# Politics and News > World Affairs >  Putney Bridge jogger arrested

## Neo

Putney Bridge jogger: Man arrested after woman is knocked in front of London bus | The Independent

Apparently news just in he has been released on bail.

----------

Rutabaga (08-10-2017)

----------


## Rickity Plumber

Must have been a mooslum

----------


## Calypso Jones

He came back across the bridge 15 minutes later and she tried to speak to him but he kept on running.  He needs to be in jail.  He does not need to be released.   What is wrong with the brits anymore.    The man tried to kill her. You don't release people who try to kill people.  They don't need other witnesses...they have the video.  W.  t. H?

----------

Hillofbeans (08-10-2017),Jim Scott (08-10-2017)

----------


## Oskar

> He came back across the bridge 15 minutes later and she tried to speak to him but he kept on running.  He needs to be in jail.  He does not need to be released.   What is wrong with the brits anymore.    The man tried to kill her. You don't release people who try to kill people.  They don't need other witnesses...they have the video.  W.  t. H?

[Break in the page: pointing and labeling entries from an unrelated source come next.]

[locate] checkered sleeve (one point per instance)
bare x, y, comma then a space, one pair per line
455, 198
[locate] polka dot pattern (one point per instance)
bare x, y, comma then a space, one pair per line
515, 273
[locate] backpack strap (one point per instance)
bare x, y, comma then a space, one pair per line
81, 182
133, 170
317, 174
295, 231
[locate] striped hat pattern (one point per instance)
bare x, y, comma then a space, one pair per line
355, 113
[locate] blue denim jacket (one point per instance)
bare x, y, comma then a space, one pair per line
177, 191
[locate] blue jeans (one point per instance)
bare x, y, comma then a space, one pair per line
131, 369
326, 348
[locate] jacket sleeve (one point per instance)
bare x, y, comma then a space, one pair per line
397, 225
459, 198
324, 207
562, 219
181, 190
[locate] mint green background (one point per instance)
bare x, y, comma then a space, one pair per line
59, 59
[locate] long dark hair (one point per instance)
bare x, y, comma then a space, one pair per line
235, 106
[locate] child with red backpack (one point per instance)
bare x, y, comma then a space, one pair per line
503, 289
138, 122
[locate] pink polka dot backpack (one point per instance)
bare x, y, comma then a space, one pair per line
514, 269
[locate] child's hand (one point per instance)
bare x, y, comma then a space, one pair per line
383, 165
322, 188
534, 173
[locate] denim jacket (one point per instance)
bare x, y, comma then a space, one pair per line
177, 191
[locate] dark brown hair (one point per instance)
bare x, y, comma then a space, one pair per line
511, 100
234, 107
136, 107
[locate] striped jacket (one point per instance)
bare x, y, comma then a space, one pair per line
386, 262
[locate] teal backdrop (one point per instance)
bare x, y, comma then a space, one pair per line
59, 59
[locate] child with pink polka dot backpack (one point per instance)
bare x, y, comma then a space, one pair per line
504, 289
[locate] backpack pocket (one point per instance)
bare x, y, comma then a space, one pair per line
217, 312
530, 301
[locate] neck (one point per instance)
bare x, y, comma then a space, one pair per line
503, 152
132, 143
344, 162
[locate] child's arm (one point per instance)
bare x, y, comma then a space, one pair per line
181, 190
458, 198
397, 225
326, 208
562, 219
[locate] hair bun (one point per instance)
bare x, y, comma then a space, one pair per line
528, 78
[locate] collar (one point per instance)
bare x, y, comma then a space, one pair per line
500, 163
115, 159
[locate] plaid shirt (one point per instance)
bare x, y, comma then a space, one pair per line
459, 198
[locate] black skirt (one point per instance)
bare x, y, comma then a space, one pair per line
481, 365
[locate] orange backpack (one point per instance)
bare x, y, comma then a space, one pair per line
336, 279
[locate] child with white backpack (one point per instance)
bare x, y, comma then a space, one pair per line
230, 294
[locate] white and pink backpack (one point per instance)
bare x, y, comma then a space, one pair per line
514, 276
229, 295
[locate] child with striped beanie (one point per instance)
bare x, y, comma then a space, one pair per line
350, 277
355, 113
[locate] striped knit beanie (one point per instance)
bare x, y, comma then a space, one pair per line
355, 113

If he is Muslim, you have your answer.

----------


## tom

The jogger suspect has been identified as Eric Bellquist, an American investment banker. He claims he has an alibi.

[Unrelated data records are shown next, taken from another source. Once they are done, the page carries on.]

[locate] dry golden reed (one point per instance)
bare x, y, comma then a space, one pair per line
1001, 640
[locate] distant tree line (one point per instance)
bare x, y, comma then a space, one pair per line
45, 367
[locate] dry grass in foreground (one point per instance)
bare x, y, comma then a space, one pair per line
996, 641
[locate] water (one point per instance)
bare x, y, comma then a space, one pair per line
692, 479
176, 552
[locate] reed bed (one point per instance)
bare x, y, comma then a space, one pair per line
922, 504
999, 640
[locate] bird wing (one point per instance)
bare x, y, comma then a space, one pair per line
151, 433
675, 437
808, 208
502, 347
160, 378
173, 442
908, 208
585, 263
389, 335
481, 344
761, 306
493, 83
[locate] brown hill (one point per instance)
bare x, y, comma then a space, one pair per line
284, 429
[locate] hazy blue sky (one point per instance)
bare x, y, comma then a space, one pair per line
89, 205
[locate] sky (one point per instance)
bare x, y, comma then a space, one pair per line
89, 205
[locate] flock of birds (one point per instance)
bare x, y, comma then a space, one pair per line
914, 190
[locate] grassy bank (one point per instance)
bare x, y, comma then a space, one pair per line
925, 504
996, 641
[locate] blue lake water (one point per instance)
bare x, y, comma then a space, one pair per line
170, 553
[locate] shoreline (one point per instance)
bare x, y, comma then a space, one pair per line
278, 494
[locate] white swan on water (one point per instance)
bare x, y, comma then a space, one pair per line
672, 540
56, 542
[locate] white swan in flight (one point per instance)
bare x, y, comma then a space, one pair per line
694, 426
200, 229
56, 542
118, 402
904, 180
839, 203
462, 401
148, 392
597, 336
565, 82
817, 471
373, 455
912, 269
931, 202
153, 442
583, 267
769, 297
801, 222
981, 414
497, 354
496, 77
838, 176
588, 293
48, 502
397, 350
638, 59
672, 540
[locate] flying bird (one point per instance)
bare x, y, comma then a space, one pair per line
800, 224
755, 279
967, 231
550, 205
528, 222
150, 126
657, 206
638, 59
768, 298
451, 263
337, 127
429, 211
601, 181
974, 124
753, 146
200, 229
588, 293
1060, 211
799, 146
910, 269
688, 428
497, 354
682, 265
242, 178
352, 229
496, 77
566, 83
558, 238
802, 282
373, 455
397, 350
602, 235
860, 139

http://www.nydailynews.com/news/crim...icle-1.3403320

----------


## Neo

> The jogger suspect has been identified as Eric Bellquist, an American investment banker. He claims he has an alibi.
> 
> http://www.nydailynews.com/news/crim...icle-1.3403320



This should be interesting!

----------


## Big Dummy

> This should be interesting!


The jogger had plenty of room ,on the sidewalk, not to bump her. So being an angry asshole is not an alibi.

----------


## patrickt

> If he is Muslim, you have your answer.


I guess that the only answer for some nitwits.

----------


## Oskar

> I guess that the only answer for some nitwits.


How do you mean?

----------


## Calypso Jones

what kind of alibi do you have when there is video showing you AT That time, at that place, doing what he did.  That is no alibi.  he might have an EXCUSE...but legally that doesn't matter.  He attempted Murder is what he did.      

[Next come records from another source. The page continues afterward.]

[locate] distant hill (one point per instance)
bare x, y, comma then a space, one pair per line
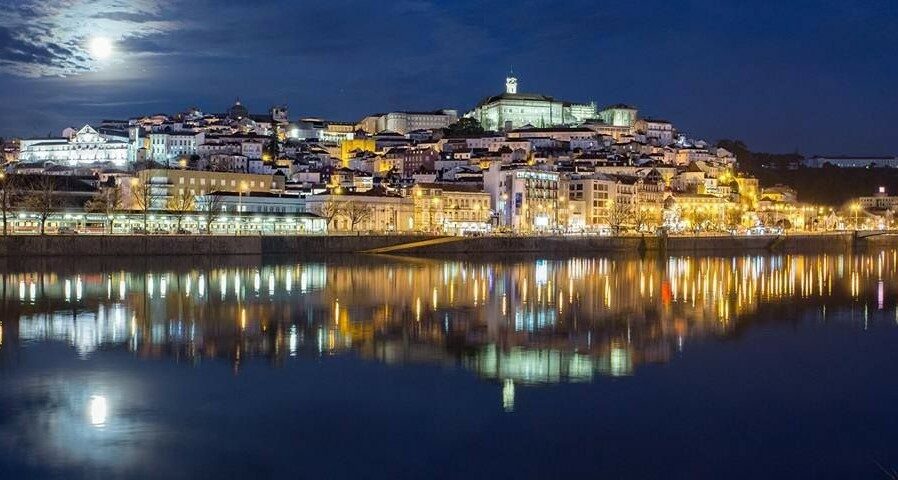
828, 185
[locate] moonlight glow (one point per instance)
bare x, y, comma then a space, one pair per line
100, 48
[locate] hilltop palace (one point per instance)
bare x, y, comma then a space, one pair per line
510, 110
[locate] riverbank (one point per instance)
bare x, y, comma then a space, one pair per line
193, 245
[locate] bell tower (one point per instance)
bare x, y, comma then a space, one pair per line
511, 83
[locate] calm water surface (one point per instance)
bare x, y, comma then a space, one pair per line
387, 367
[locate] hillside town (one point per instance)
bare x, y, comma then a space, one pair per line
515, 163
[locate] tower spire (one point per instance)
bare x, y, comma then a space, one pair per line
511, 83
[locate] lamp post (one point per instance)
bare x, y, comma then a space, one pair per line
4, 198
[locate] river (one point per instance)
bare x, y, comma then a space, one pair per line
400, 367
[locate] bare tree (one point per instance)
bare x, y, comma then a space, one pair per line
9, 196
646, 217
107, 201
618, 214
40, 199
700, 219
357, 213
144, 198
179, 204
211, 207
330, 209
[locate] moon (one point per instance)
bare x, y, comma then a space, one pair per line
100, 48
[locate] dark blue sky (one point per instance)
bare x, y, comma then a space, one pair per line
814, 76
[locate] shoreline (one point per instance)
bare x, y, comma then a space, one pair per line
426, 245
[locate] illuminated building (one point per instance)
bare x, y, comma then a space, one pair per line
167, 147
405, 122
349, 147
657, 132
170, 182
444, 207
524, 199
510, 110
84, 147
374, 210
619, 115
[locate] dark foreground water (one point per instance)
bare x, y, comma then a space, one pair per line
366, 367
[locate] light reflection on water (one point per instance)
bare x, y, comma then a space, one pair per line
515, 323
533, 321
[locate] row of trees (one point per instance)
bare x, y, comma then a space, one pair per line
642, 218
354, 212
39, 196
34, 194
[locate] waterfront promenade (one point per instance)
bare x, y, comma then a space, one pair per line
126, 245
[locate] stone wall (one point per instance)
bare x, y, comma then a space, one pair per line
137, 245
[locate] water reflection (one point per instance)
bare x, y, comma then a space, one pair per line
520, 321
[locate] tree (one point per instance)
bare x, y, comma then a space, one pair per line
330, 209
699, 219
9, 196
646, 217
39, 199
464, 127
179, 204
357, 213
273, 145
107, 201
211, 207
143, 198
733, 217
618, 214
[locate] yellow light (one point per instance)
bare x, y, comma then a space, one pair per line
98, 410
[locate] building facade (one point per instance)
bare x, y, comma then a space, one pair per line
510, 110
84, 147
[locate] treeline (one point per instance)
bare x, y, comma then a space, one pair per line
827, 186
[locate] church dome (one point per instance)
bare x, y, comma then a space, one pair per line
237, 111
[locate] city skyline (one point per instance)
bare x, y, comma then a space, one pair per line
765, 84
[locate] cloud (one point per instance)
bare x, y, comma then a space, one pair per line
47, 38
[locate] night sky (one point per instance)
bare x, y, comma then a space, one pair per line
819, 77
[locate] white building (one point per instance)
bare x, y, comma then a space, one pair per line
86, 146
167, 147
511, 110
405, 122
524, 199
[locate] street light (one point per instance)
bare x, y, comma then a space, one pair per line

Him allegedly saying he has an alibi reminds me of a guy that goes before Judge Judy.   The plaintiff says that the guy and his buddy stole her billfold which contained her money, her cards, her cellphone, her keys, and her earphones.    The defendant speaks up out of turn and says, 'judge, there were no earphones in her billfold.'    Judge Judy laughs and says, I find for the plaintiff.   the end.

----------



----------


## tom

Bellquist is no longer a suspect. Judging by pictures, bellquist appears to be heavier than the jogger.

----------